Keywords: Bibliometrics , Citation Analysis , Contact tracking , Development Trend
In the past 30 years, epidemiological study has flourished in the relevant literature, especially after the outbreak of AIDS (acquired immune deficiency syndrome). During the period, some epidemiological problems were partially solved or mathematically modeled under certain circumstances, such as the optimal age for children’s vaccination . Modeling is an effective means of understanding epidemiology and predicting medical history at that time. However, in terms of strategic control, contact tracking is considered for most diseases, including the severe acute respiratory syndrome (SARS) pandemic in 2003 , the foot-and-mouth disease (FMD) epidemic in the UK in 2001 [3,4] and the control of sexually transmitted infections [5,6].
Traditional contact tracing requires a lot of human effort to collect virus data, which is time-consuming and laborious. Furthermore, manually collecting data from potentially infected individuals poses the risks of staff being infected. Another shortcoming of manual contact tracking is the inability to collect complete personnel information. These problems are very serious in the outbreak of new coronary pneumonia, and the traditional contact tracing mechanism is not enough to deal with the rapidly spreading and highly contagious virus . In this case, digital contact tracking based on smart devices such as mobile phones have been developed. They can track contacts, detect their infection, treat the infected, and track their contacts in turn.
China, Singapore, South Korea, and other countries are among the first to require people to download contact tracking applications to facilitate contact tracking. China requires people to fill in personal travel history and body temperature and other health information nationwide Alipay, WeChat and other apps are used to generate a health code, and users must show the health code when entering and exiting public areas . Hong Kong implements the StayHomeSafe application. Users arriving in Hong Kong need to download the application and wear an electronic bracelet with a QR code . South Korea runs a coronavirus disease 2019 (COVID-19) smart management system that tracks people infected with COVID-19 by using data from 28 organizations including the National Police Agency, three smartphone companies, and 22 credit card companies. The Australian government launched the COVIDSafe application , which encrypts the user’s identity information in a smartphone. When someone is diagnosed with COVID-19, the government will ask who they have been in contact with.
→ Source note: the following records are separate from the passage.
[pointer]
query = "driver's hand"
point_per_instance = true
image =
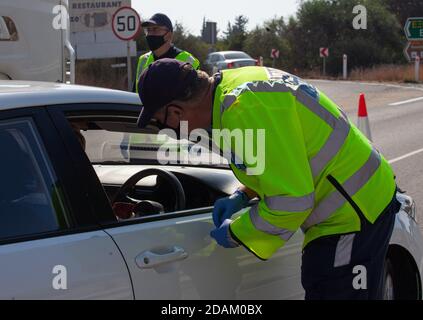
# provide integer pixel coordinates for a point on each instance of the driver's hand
(123, 210)
(224, 208)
In addition to the contact tracking applications launched by the government, private organizations are also actively developing contact tracking applications. PHBC is an alliance of health stakeholders (e.g., universities, medical institutions, etc.), which have developed a blockchain-based contact tracking system . The system employs artificial intelligence (AI) and geographic information system (GIS) technologies, and obtains information in real-time from institutions that provide the latest virus infection information. In addition, there are a variety of methods proposed by IT researchers to control and keep track of the spread of the virus. Nguyen et al.  proposed a system framework based on blockchain and AI intelligence, which can obtain data about COVID-19 from mobile phones of data sources such as hospitals, research institutions, and wireless network operators, etc. They propose to use blockchain to warrant the privacy of such data. Then, the AI model uses the data to provide solutions to calculate exposure risks, assist in vaccine development, and predict future outbreaks of similar viruses. However, this only a conceptual framework without any implementation details. Torky and Hassanein  proposed a blockchain-based framework to mitigate the spread of COVID-19. Their framework includes four subsystems: an infection verifier subsystem, a P2P mobile application, a blockchain platform, and a quality monitoring system. They use blockchain to store the infection pattern and all infection cases based on the pattern.
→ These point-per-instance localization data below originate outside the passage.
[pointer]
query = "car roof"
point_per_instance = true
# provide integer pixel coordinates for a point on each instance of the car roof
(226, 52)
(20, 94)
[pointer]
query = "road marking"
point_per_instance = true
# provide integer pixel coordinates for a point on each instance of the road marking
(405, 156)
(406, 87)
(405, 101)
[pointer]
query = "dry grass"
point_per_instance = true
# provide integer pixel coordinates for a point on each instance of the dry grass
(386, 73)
This article aims to survey the development trend of contact tracking literature in computer science through Scopus, analyze the hot topics of contact tracking literature, understand the changes before and after contact tracking, and provide help for people who study related contact tracking fields or who need scientific measurement statistics.
2. Research Methods and Data Extraction
2.1 Goals and Research Questions
The purpose of this research is to conduct quantitative statistics on the contact tracking literature in the field of computer science, and the key analysis objects are the citations and themes of the papers. Based on the above objectives, the following research questions (RQ) are proposed. The objectives and RQs of the research are exploratory and descriptive in nature.
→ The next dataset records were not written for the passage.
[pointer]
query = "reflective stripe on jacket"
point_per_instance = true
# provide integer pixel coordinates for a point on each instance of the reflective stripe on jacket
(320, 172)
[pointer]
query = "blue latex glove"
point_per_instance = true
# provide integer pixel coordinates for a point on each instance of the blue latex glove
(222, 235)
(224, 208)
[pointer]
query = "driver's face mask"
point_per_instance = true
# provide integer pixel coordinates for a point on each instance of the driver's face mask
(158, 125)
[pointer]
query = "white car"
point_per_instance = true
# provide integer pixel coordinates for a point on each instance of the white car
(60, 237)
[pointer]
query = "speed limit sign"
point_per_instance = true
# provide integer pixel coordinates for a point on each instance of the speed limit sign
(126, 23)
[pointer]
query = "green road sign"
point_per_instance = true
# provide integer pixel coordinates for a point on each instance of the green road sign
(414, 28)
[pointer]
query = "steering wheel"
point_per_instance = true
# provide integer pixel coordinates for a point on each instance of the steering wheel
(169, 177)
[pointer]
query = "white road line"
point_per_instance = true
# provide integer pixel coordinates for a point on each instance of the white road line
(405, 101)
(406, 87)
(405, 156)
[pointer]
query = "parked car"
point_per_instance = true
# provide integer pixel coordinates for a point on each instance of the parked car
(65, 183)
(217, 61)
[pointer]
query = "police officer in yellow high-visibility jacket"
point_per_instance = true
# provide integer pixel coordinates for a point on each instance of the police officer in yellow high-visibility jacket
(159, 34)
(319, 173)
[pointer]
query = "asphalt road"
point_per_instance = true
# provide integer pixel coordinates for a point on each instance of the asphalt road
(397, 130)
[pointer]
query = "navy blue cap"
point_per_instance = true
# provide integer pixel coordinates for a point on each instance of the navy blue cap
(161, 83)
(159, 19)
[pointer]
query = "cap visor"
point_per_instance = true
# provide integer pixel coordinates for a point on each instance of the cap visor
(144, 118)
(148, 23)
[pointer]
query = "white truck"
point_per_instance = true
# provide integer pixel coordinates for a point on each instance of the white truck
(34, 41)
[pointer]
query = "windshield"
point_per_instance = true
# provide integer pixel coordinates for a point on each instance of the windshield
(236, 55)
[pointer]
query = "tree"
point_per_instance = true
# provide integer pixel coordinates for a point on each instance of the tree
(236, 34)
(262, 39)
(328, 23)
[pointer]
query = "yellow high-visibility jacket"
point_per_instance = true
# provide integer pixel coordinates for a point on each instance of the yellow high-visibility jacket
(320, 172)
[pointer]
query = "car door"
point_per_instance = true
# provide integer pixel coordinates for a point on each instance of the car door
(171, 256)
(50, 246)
RQ1: Since 1983, what has been the trend in the number of papers and how many have been published each year?
RQ2: How about the citations of contact tracking literature in the field of computer science? This RQ is divided into three sub-RQs:
RQ2.1 Citation distribution. What percentage of papers have not been cited? What is the proportion of papers with one citation?
RQ2.2 What are the highly cited papers in contact tracking?
RQ2.3 What are the citation trends of different paper types? For example, do journal papers get more citations on average than conference papers?
RQ3: Theme and theme analysis. How has the focus of the thesis changed over the years?
RQ4: How did different countries perform in the publication of contact tracing papers?
2.2 Data Source and Data Extractions
2.2.1 Select search database
In order to identify suitable publication databases, we research a large number of bibliometric papers. We list the publication databases mentioned in high-quality papers as follows: PubMed, Scopus, Web of Science, and Google Scholar.
Google Scholar: The database allows readers to find a link to an article (usually a journal website), and allows users to use their own keywords and author names to perform ordinary Google web search. The Google Scholar database is a basic part of the most popular search engine.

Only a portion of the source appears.